Non-polynomial conserved quantities for ODE systems and its application to the long-time behavior of solutions to cubic NLS systems

TL;DR

This paper explores the long-time behavior of small solutions to cubic NLS systems in one dimension by identifying new conserved quantities for associated ODEs, enabling analysis without traditional polynomial invariants.

Contribution

It introduces a novel class of conserved quantities for ODE reductions of cubic NLS systems, extending understanding of solution boundedness and asymptotics without relying on polynomial invariants.

Findings

Established global boundedness of small solutions

Identified new conserved quantities for ODE systems

Analyzed asymptotic behavior of solutions

Abstract

In this paper, we investigate the asymptotic behavior of small solutions to the initial value problem for a system of cubic nonlinear Schrodinger equations (NLS) in one spatial dimension.
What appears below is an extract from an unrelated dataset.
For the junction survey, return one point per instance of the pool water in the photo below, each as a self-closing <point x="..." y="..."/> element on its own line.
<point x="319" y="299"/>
We identify a new class of NLS systems for which the global boundedness and asymptotics of small solutions can be established, even in the absence of any effective conserved quantity. The key to this analysis lies in utilizing conserved quantities for the reduced ordinary differential equation (ODE) systems derived from the original NLS systems. In a previous study, the first author investigated conserved quantities expressed as quartic polynomials. In contrast, the conserved quantities considered in the present paper are of a different type and are not necessarily polynomial.